Summer y yo regresamos al Humvee. Puso el motor en marcha, metió la primera y mantuvo el pie en el freno.

– Intendencia general -dije.

– No es un objeto militar -advirtió.

– Parece caro -señalé-. Lo bastante para que pueda ser del Pentágono.

– Sería verde.

Asentí.

– Seguramente. Pero aun así deberíamos comprobarlo. Tarde o temprano vamos a necesitar a todos nuestros patitos en fila.
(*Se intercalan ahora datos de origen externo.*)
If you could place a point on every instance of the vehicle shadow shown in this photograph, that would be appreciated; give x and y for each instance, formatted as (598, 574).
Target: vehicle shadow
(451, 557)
Summer se dirigió al edificio de Intendencia general. Llevaba en Bird mucho más tiempo que yo y sabía dónde estaba todo. Aparcó frente al típico almacén. Y sabía que dentro habría un largo mostrador y detrás espaciosas zonas de almacenaje de acceso prohibido. Habría enormes fardos de ropa, neumáticos, mantas, retretes de campaña, herramientas para cavar trincheras, equipos de todas clases.
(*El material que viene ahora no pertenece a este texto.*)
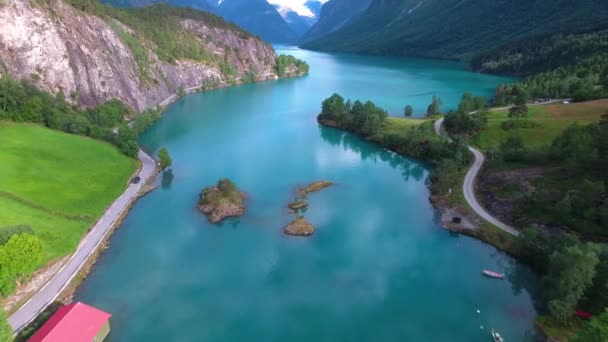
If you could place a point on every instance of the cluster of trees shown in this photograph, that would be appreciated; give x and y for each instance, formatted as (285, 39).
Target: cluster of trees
(20, 254)
(469, 119)
(285, 62)
(575, 195)
(365, 119)
(542, 54)
(583, 81)
(24, 102)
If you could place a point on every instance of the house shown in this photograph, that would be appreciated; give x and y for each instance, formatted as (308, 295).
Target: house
(76, 322)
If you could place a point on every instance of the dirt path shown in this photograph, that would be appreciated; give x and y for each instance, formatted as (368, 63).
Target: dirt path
(468, 187)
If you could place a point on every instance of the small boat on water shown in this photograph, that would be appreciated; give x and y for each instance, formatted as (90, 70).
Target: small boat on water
(496, 337)
(493, 274)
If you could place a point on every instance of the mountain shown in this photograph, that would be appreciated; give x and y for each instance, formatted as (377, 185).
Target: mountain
(314, 7)
(258, 17)
(142, 56)
(300, 19)
(200, 5)
(455, 28)
(299, 24)
(334, 15)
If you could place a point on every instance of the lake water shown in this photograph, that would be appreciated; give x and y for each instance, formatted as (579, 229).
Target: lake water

Entramos y al otro lado del mostrador vimos a un muchacho en uniforme de campaña. Era un campesino alegre y de aspecto saludable. Parecía que estuviera trabajando en la ferretería de su papá y que ésa fuera la ambición de su vida. Estaba entusiasmado. Le dije que buscábamos herramientas de construcción. El chico abrió un manual del tamaño de ocho guías telefónicas. Encontró la sección pertinente. Le pedí que buscara listados de barras de hierro. Se lamió el dedo, pasó unas páginas y encontró dos entradas. «Palanca: reglamentaria, larga, boca sacaclavos en un extremo», y «Barra: reglamentaria, corta, boca sacaclavos en ambos extremos». Le pedí que nos enseñara una de estas últimas.
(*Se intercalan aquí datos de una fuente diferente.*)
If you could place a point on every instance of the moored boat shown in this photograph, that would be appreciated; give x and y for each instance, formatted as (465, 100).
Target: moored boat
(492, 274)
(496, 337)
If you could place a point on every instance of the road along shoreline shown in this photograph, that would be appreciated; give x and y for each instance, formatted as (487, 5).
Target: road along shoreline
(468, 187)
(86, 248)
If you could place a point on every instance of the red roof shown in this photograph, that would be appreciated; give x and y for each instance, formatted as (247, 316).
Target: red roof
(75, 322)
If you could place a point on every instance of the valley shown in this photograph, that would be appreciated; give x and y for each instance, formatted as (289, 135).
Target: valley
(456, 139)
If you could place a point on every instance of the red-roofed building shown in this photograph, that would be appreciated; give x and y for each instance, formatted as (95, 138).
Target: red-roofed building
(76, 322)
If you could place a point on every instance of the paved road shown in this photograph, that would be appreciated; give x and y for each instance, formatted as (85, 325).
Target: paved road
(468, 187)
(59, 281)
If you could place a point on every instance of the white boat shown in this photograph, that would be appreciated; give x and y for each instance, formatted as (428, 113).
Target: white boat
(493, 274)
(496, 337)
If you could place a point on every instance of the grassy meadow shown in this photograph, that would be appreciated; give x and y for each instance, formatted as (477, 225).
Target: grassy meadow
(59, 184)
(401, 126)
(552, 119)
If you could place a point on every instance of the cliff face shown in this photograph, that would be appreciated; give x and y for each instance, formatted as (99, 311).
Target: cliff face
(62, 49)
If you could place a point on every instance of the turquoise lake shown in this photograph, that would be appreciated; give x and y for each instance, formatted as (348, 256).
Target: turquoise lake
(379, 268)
Desapareció entre los altos montones de material. Esperamos. Aspiramos el incomparable olor de los almacenes de intendencia, a polvo viejo, goma nueva y sarga de algodón húmeda. El muchacho regresó tras cinco largos minutos con una barra reglamentaria. La dejó en el mostrador, delante de nosotros. Summer estaba en lo cierto, era verde oliva. Y totalmente distinta de la que habíamos dejado en el despacho del forense. Quince centímetros más corta, ligeramente más delgada y la curvatura algo diferente. Parecía diseñada con esmero, seguramente un ejemplo perfecto del modo en que el ejército hace las cosas. Años atrás probablemente había sido el nonagésimo noveno artículo en la lista de renovaciones del equipo de un zapador. Se habría formado un subcomité, con informes de supervivientes de los viejos batallones de zapadores. Se habría redactado una descripción relativa a la longitud, el peso y la durabilidad. Se habría tenido en cuenta la fatiga del metal, así como las regiones de uso probable. Se habría evaluado su resistencia en los vientos helados del norte de Europa y la maleabilidad en el intenso calor del ecuador. Se habrían hecho croquis detallados. Habría salido a concurso público. Las fábricas de toda Pensilvania y Alabama habrían hecho ofertas. Se habrían forjado prototipos, luego probados de forma exhaustiva. Habría salido un solo ganador. Se habría añadido la pintura, y el grosor y la uniformidad de su aplicación se habrían especificado y controlado minuciosamente. Y luego todo habría quedado en el olvido. Sin embargo, el producto de aquellos largos meses de deliberación seguía materializándose, miles de unidades al año, tanto si hacían falta como sino.